Zwar wird eisern dementiert, dass Merkel bereits über eine Strategie im Fall eines Wulff-Rücktritts nachdenke. Aber sie selbst betont, dass Wulff mögliche weitere Fragen offen beantworten müsse. Merkel weiß, dass keine Debatte per Anordnung beendet werden kann.
In der CDU herrscht zunehmend Unmut darüber, dass die ganze Diskussion um Wulff den Aufgalopp der Partei in das wichtige Jahr vor der Bundestagswahl bremse. Damit, dass sie zuletzt in der Wählergunst zulegte, wucherte die CDU in Kiel nicht.
Dabei wird 2012 sicher kein einfaches Jahr. Es ist noch lange nicht ausgemacht, dass die schwarz-gelbe Koalition die Entscheidungen etwa über die Einführung einer europäischen Finanztransaktionssteuer und den geplanten dauerhaften Euro-Rettungsschirm ESM ohne Turbulenzen treffen wird.

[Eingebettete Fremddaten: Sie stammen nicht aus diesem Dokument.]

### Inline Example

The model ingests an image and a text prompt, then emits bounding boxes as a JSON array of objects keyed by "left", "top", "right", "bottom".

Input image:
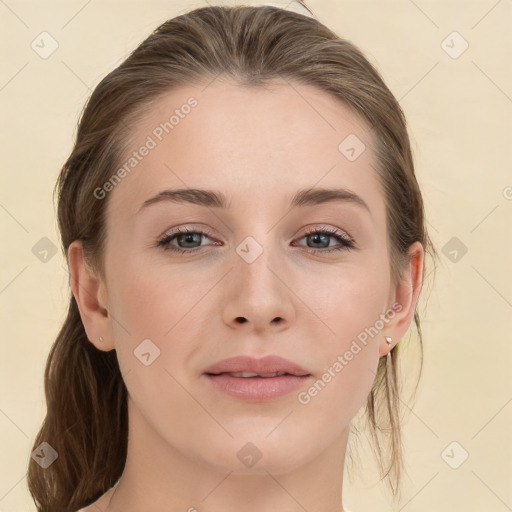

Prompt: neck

Die FDP will eine Finanztransaktionssteuer nur akzeptieren, wenn diese in allen 27 EU-Staaten eingeführt wird. Merkel wäre bereit, sie notfalls nur in den 17 Euro-Ländern zu starten. Falls Merkel die FDP nicht zu einem Ja bewegen kann, dürfte sie entsprechende Beschlüsse entweder nicht mittragen — oder sie müsste ihre Koalition beschädigen, wenn nicht sogar platzen lassen.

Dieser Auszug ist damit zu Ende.